Amiko Li
Sound Leaks (9:47)
In the Wild Swans by Hans Christian Andersen, the princess needs to remain silent and knit stinging nettles from the graveyards into shirts to save her eleven brothers casted by witchcraft. There is beauty associated with the quiet and lack of agency which essentially makes the prince fall in love with
the princess. To what extent can an accent be sexy, otherness be exotic, caption-less photographs be informing, personal narratives be inclusive? There is an expansiveness to language: it both reaches for but never, really, arrives. It is arms out; stretched. It is sitting with hands facing upward on knees. It is
true everybody has a body, but that body is never universal. My doctor did not tell me this but later I discovered on my own that the Varicella zoster virus in my body will live with me for the rest of my life.
Charlotte Yao
Tail of the Real (2022) (5:05)
I named this work the Tail of the Real (2022) to stress the actual presence of fears that were ignored and silenced. This video reminded me of the feeling of being suddenly thrown into a deep hole. I wrote down this frustration as a voice-over and then played it at a very slow speed along with the video. The
extreme slow playback helped to break down the footage into fragmented images, intensifying the poignant aesthetics that I was immersed in. I believe the metaphoric association helps with processing feelings and navigating to sympathetic audiences alike.

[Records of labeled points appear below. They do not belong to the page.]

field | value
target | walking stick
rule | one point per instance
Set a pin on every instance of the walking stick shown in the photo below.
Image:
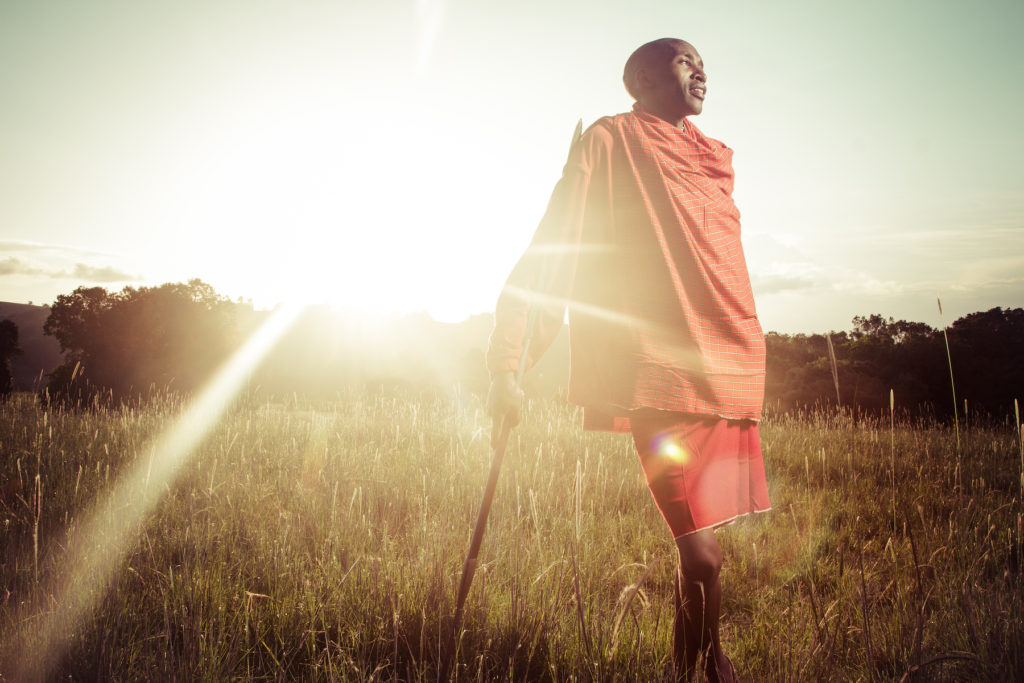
(469, 567)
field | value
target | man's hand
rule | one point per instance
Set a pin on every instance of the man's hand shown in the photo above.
(504, 403)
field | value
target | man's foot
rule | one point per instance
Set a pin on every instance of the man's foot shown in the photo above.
(724, 672)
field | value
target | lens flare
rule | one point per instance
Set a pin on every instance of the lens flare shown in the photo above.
(96, 552)
(673, 451)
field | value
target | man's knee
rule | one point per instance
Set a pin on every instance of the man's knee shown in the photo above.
(699, 557)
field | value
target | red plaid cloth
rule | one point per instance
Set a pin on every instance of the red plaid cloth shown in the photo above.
(641, 242)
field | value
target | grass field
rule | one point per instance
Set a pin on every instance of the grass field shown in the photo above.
(325, 541)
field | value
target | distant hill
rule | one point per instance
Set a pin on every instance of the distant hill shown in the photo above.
(41, 353)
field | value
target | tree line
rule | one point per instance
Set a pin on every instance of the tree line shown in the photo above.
(142, 341)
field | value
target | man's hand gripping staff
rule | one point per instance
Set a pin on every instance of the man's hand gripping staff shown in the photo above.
(504, 404)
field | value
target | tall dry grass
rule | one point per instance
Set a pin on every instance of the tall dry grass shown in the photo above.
(324, 541)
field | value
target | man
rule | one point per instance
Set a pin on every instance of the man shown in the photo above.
(641, 242)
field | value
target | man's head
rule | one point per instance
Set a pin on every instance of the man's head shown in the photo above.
(667, 77)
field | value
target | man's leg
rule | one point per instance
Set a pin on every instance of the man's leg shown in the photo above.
(698, 602)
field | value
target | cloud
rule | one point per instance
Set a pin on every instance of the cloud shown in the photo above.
(82, 271)
(775, 283)
(105, 273)
(15, 266)
(25, 246)
(785, 276)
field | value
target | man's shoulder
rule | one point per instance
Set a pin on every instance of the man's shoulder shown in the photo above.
(606, 125)
(604, 131)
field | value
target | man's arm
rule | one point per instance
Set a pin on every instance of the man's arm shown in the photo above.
(541, 284)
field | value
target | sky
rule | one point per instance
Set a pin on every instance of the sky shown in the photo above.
(397, 155)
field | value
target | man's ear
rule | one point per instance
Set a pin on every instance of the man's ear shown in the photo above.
(643, 80)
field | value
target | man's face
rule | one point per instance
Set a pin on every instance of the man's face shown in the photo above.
(678, 81)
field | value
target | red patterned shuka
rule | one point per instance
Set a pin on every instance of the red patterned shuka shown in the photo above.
(641, 242)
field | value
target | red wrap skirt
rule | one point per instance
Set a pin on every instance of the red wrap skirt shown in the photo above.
(702, 471)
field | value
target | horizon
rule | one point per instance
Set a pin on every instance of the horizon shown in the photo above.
(251, 146)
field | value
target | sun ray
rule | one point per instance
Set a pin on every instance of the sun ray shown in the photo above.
(96, 552)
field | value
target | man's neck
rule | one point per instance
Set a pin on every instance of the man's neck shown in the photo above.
(665, 114)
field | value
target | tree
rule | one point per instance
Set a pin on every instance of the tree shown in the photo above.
(139, 340)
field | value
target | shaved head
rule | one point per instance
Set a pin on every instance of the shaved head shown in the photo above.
(647, 56)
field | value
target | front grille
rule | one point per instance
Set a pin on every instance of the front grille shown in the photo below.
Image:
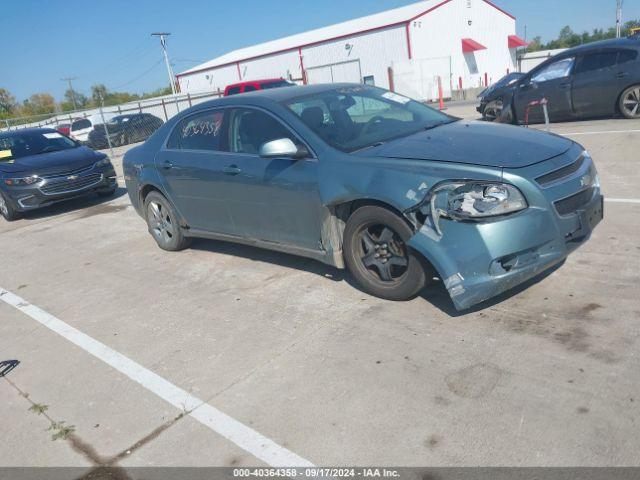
(67, 186)
(561, 172)
(574, 202)
(78, 171)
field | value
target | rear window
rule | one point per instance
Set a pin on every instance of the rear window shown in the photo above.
(201, 131)
(80, 125)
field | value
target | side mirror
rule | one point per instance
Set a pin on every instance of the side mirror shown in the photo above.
(282, 147)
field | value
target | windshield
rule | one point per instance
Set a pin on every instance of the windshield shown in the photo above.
(23, 144)
(353, 118)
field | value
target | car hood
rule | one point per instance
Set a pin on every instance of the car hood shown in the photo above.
(476, 143)
(53, 162)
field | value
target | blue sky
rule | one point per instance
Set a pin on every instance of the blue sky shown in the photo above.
(108, 41)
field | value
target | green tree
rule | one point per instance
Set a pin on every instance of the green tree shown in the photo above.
(81, 101)
(98, 91)
(38, 104)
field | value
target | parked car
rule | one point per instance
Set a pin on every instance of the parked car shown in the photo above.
(124, 129)
(490, 99)
(362, 178)
(252, 86)
(64, 128)
(597, 79)
(81, 127)
(40, 166)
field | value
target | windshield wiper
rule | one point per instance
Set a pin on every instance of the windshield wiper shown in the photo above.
(438, 124)
(373, 145)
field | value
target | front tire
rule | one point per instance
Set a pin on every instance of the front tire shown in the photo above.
(378, 257)
(629, 103)
(7, 210)
(162, 221)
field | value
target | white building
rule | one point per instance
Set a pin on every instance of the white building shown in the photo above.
(466, 43)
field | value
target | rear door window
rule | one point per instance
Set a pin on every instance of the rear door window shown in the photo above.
(627, 56)
(80, 125)
(560, 69)
(201, 131)
(596, 61)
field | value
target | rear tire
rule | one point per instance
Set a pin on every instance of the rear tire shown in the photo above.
(629, 103)
(163, 224)
(378, 257)
(7, 210)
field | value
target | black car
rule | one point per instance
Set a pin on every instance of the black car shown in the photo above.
(490, 99)
(40, 166)
(124, 129)
(594, 80)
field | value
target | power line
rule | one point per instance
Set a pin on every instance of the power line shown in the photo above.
(163, 43)
(139, 76)
(73, 93)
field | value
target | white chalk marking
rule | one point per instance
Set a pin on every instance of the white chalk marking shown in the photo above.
(622, 200)
(244, 437)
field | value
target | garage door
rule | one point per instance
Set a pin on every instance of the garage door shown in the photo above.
(335, 73)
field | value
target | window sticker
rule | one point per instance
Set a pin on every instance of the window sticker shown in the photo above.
(52, 135)
(394, 97)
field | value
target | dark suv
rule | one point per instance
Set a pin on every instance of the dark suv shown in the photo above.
(597, 79)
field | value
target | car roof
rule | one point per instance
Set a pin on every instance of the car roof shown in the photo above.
(276, 94)
(23, 131)
(612, 43)
(253, 82)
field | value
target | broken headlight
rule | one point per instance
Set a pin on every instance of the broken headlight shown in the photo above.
(475, 200)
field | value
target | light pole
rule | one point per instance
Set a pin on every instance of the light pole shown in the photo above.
(163, 42)
(619, 18)
(73, 93)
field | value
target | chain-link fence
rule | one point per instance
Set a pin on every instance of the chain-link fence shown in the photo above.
(113, 126)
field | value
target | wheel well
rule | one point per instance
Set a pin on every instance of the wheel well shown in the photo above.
(343, 211)
(146, 190)
(619, 97)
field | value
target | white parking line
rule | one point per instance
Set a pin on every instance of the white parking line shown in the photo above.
(622, 200)
(244, 437)
(597, 132)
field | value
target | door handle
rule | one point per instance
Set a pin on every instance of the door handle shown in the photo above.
(232, 170)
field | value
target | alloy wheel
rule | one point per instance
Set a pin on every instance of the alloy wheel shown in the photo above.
(383, 253)
(160, 223)
(631, 103)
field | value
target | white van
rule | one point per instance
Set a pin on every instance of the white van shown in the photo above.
(81, 127)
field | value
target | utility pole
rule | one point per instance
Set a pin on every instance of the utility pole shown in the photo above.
(73, 93)
(619, 18)
(163, 42)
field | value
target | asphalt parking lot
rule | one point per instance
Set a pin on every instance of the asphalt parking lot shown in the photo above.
(263, 358)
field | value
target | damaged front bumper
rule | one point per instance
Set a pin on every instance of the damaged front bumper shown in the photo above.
(479, 260)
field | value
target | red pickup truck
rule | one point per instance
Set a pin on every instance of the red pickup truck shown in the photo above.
(254, 85)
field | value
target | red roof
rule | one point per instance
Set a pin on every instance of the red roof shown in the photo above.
(515, 42)
(470, 45)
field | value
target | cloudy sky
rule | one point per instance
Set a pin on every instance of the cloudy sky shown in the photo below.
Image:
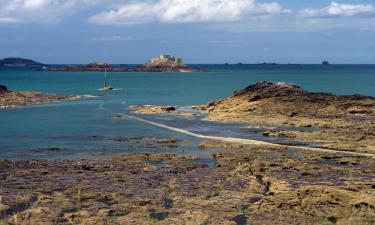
(200, 31)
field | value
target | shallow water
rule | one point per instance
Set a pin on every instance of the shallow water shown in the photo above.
(85, 128)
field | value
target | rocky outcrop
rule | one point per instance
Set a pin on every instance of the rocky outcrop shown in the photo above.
(335, 122)
(19, 62)
(247, 184)
(3, 89)
(163, 63)
(166, 63)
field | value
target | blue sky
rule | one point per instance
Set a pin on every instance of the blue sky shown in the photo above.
(199, 31)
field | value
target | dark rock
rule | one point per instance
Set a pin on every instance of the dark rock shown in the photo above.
(240, 219)
(19, 62)
(3, 89)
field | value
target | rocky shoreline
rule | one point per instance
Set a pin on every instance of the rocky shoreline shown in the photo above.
(344, 123)
(247, 185)
(10, 99)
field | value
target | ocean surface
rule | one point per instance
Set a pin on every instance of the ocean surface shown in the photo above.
(86, 128)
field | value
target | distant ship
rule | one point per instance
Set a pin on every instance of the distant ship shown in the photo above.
(106, 87)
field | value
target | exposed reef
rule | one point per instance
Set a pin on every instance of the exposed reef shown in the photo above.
(9, 99)
(248, 185)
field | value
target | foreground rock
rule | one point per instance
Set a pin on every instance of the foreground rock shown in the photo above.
(335, 122)
(9, 99)
(248, 185)
(19, 62)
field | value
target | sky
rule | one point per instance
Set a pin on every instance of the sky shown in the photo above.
(199, 31)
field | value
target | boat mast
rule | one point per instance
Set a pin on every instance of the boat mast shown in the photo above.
(105, 78)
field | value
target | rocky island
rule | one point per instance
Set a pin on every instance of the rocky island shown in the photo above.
(19, 62)
(9, 99)
(163, 63)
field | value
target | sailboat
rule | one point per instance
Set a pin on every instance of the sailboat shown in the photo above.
(106, 87)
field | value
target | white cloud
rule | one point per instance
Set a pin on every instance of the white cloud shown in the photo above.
(115, 38)
(8, 20)
(41, 11)
(180, 11)
(339, 10)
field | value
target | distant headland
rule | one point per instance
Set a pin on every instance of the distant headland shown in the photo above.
(19, 62)
(162, 63)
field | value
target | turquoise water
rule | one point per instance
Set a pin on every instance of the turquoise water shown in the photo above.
(86, 127)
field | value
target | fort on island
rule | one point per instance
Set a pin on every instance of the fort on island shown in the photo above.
(162, 63)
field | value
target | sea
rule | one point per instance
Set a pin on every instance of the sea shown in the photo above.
(87, 128)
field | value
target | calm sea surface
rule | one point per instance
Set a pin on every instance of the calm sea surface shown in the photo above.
(85, 128)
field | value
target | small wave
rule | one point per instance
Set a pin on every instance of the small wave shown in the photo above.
(115, 89)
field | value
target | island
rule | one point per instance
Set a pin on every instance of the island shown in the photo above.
(162, 63)
(19, 62)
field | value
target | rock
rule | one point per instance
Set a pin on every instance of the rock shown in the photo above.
(3, 89)
(163, 63)
(166, 63)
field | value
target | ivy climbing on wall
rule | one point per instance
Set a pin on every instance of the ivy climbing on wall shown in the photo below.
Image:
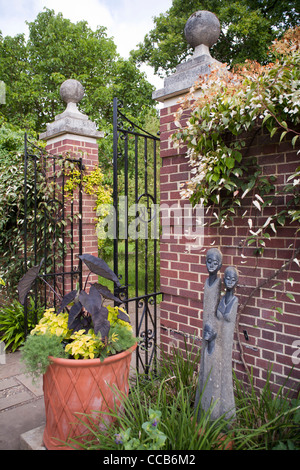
(226, 107)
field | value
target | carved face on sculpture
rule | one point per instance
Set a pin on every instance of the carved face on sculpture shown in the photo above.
(213, 260)
(230, 278)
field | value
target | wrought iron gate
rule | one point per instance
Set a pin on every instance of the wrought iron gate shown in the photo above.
(136, 254)
(51, 223)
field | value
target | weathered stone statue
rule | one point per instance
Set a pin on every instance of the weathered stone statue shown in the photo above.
(215, 377)
(226, 314)
(208, 377)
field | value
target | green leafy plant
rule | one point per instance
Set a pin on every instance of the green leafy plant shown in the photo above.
(36, 353)
(12, 321)
(87, 329)
(153, 438)
(266, 420)
(231, 104)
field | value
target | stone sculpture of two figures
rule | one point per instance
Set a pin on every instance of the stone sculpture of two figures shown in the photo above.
(215, 386)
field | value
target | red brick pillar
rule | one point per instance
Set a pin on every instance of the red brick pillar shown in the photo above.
(183, 269)
(73, 135)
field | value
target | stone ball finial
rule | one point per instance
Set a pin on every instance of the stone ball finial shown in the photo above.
(71, 91)
(202, 27)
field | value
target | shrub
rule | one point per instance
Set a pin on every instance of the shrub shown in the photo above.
(12, 323)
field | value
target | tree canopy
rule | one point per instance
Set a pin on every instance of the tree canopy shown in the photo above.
(56, 50)
(247, 29)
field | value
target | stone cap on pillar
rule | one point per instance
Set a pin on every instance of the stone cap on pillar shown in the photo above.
(71, 121)
(202, 31)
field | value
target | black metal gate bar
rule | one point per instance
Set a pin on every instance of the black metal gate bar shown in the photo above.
(126, 143)
(38, 246)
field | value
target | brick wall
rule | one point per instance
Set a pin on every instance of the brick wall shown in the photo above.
(183, 271)
(88, 151)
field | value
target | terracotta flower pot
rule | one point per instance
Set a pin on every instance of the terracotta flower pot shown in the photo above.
(81, 386)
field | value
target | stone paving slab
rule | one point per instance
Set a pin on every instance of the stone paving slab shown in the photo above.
(21, 403)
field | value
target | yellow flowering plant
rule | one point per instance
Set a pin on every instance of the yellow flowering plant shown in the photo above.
(85, 328)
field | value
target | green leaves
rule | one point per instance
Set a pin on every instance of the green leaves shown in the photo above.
(229, 104)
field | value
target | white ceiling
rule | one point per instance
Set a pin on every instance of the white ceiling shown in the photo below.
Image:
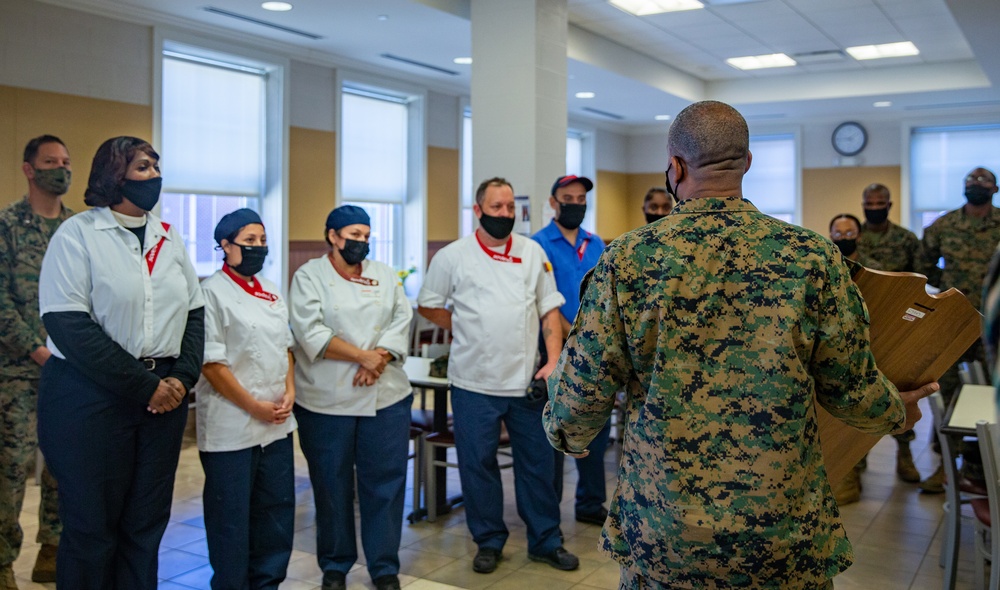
(644, 66)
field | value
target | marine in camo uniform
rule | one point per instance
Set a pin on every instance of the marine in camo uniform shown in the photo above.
(25, 229)
(965, 238)
(895, 248)
(723, 326)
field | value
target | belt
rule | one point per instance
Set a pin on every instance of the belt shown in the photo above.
(152, 363)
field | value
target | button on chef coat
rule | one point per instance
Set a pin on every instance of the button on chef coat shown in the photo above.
(323, 304)
(496, 311)
(249, 335)
(95, 265)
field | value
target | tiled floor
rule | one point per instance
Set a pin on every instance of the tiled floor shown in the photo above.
(896, 534)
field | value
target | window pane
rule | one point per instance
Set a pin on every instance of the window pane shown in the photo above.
(213, 129)
(374, 149)
(384, 231)
(770, 183)
(195, 217)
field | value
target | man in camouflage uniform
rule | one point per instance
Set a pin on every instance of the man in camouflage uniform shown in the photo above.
(965, 238)
(25, 229)
(723, 326)
(895, 249)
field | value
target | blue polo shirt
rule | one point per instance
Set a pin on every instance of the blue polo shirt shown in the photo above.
(568, 265)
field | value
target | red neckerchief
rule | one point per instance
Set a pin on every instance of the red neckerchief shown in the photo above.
(505, 257)
(154, 252)
(254, 289)
(359, 280)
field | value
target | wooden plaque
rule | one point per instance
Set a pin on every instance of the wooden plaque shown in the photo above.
(915, 338)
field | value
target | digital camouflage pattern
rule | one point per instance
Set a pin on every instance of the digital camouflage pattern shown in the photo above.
(895, 250)
(966, 244)
(24, 236)
(723, 326)
(23, 240)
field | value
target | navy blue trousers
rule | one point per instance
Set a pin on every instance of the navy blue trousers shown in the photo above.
(115, 464)
(477, 436)
(376, 448)
(249, 503)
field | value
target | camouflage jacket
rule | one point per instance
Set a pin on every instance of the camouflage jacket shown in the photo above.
(895, 250)
(966, 244)
(23, 240)
(723, 326)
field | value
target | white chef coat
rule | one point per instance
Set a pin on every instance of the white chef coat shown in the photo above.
(95, 265)
(250, 335)
(497, 301)
(324, 304)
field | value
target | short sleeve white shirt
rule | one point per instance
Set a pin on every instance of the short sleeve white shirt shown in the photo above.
(498, 301)
(139, 296)
(323, 305)
(249, 335)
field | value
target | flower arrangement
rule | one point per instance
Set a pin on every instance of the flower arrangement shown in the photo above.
(405, 273)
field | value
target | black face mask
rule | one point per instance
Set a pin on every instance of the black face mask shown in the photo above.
(876, 216)
(570, 215)
(847, 247)
(253, 260)
(978, 195)
(354, 251)
(498, 227)
(143, 193)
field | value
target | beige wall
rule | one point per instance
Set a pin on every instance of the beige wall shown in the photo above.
(827, 192)
(442, 194)
(312, 161)
(82, 123)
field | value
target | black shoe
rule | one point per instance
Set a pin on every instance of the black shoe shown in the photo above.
(559, 559)
(486, 560)
(334, 580)
(597, 518)
(389, 582)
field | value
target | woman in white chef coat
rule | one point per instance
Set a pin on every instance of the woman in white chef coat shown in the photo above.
(351, 320)
(245, 398)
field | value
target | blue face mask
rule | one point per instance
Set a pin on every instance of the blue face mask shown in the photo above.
(144, 194)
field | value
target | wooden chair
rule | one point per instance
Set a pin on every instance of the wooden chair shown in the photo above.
(987, 510)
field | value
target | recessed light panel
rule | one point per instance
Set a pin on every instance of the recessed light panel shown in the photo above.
(276, 6)
(645, 7)
(759, 62)
(901, 49)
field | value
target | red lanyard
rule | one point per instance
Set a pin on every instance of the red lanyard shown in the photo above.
(498, 256)
(359, 280)
(253, 289)
(154, 252)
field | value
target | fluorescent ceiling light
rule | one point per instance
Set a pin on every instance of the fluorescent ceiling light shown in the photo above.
(644, 7)
(885, 50)
(757, 62)
(276, 6)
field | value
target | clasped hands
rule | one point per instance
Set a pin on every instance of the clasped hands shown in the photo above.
(168, 395)
(371, 364)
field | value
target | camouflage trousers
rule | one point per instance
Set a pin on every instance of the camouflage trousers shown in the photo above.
(18, 416)
(631, 579)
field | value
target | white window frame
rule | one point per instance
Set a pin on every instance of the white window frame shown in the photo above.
(274, 189)
(411, 242)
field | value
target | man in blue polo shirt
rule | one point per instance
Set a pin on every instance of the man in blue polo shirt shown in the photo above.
(573, 251)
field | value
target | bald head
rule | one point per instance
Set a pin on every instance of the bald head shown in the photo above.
(710, 134)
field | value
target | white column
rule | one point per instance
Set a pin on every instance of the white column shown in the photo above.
(519, 95)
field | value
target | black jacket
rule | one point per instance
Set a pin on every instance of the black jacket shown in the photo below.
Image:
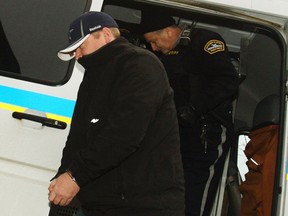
(202, 75)
(123, 146)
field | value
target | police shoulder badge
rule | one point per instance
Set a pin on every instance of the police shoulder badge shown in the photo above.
(214, 46)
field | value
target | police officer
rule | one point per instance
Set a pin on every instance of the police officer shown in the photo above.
(205, 84)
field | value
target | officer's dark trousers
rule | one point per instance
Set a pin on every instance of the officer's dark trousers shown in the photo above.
(203, 165)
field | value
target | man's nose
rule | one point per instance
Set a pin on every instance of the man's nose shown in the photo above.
(154, 47)
(78, 53)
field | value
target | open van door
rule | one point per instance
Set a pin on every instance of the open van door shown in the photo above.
(257, 43)
(37, 97)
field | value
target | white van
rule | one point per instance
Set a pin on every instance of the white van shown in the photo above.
(38, 91)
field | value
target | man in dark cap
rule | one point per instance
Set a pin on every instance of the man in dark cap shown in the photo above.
(205, 83)
(122, 155)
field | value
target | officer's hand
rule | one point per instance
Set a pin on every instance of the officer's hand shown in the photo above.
(186, 116)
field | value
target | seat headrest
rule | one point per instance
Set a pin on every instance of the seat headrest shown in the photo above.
(267, 111)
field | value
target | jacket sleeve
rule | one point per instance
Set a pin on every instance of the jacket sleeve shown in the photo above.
(135, 97)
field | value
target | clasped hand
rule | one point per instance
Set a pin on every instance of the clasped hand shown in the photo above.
(62, 190)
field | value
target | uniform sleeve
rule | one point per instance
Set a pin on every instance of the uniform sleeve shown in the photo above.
(135, 98)
(213, 78)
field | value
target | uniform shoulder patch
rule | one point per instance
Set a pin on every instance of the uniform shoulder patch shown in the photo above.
(214, 46)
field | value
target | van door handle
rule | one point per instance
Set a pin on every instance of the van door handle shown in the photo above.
(43, 120)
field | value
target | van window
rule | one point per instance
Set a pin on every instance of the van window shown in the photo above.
(31, 37)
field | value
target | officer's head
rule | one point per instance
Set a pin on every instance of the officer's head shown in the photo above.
(159, 30)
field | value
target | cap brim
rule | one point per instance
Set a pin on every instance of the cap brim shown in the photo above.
(66, 54)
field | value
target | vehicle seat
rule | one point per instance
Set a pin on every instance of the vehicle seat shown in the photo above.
(261, 152)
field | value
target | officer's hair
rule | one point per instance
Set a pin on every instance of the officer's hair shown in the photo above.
(172, 26)
(115, 32)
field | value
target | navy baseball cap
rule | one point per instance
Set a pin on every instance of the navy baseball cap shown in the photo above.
(81, 28)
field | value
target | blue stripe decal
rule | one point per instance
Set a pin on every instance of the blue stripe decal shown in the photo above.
(36, 101)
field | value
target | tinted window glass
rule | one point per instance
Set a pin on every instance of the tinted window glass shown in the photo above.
(31, 33)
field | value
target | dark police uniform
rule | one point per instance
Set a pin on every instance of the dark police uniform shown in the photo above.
(205, 84)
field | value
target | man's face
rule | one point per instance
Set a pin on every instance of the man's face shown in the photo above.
(90, 45)
(159, 40)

If one can empathise with a suffering bird, or even a suffering plane, one must be empathetic enough to understand the fear generated by genderbased violence, as well as other similar issues.
Charlotte Yao
Eventually, She Cured Her Heteronormativity that Year (5:18)
This video responds to a poem that portrays the emancipation of a gay man from heterosexuality (Male Danube, Kehua Chan). The relief and loss described in this poem is something that I, even as a heterosexual female, emphasise. Yet I was soon frustrated by the fact that the poet was also a misogynist. The feeling of insulation hence intensified. I thus rewrote this poem, and the story behind it, presenting a rather puzzling attitude towards my confrontation with heteronormativity. And most importantly, to illustrate the feeling I had after my feminist awakening, like the slave that had stepped out of Plato’s cave, is one of loneliness and uneasiness.
Yiru Chen
Sparrow (1:20)
Black and white video, with audio in the first half and silence in the second half. This is not my first time trying to create something for my favourite kind of bird, sparrows. Poetry informs my identity, as a filmmaker, a signer, and a poet. I want to experiment with one idea, which is “cohesiveness”. “Rhyme” is not an only auditory concept, but it’s also a kind of pattern. I wanted to intertwine the handshapes (in ASL), the English vocabularies, as well as the Chinese translation. This piece, though consisting of three languages, is ONE. The visual representations, the colour, and the movement choices complement each other. It is a tiny ode for my sparrows, a small sigh for us humans.
Zhang Duohan
Fatigue Practice (4:25)
Based on the remnants of several poems by Zhang Duohan, Fatigue Practice is a patchwork of air crash chronicles, large carnivores’ sleeping, and a ubiquitous tunnel, with music that moves from Beethoven’s “Moonlight” into dry black metal passages: it’s about the horrific association of fatigue with poetry. The poetry repeatedly sprints between axiom and tears and sometimes it feels fatigued. Despair and hope coexist in a repetitive gazing track.
Zheng (Moham) Wang
One Hundred Tribes (20:29)
100 Tribes: Theatre of Diaspora is a multimedia drama adapted from Moham Wang’s poem, which has seven acts corresponding to the multiple stages of Yue’s journey across the mountains and oceans. The seven acts follow a spiritual order instead of a chronological one since anthropology has not fully
confirmed the itinerary of this grand journey undertaken by the tribes. The first three acts concentrate on continental expulsion/conflicts, marginalization, and survival while the last three are driven by the embracement and development of an oceanic diaspora identity that is defined not by residence but
fluidity. The truth belongs to a communal dream of the diaspora. The drama’s media and techniques also explore the dialogues between multiple voices: installation, movie, music especially traditional Chinese music, performance, and painting.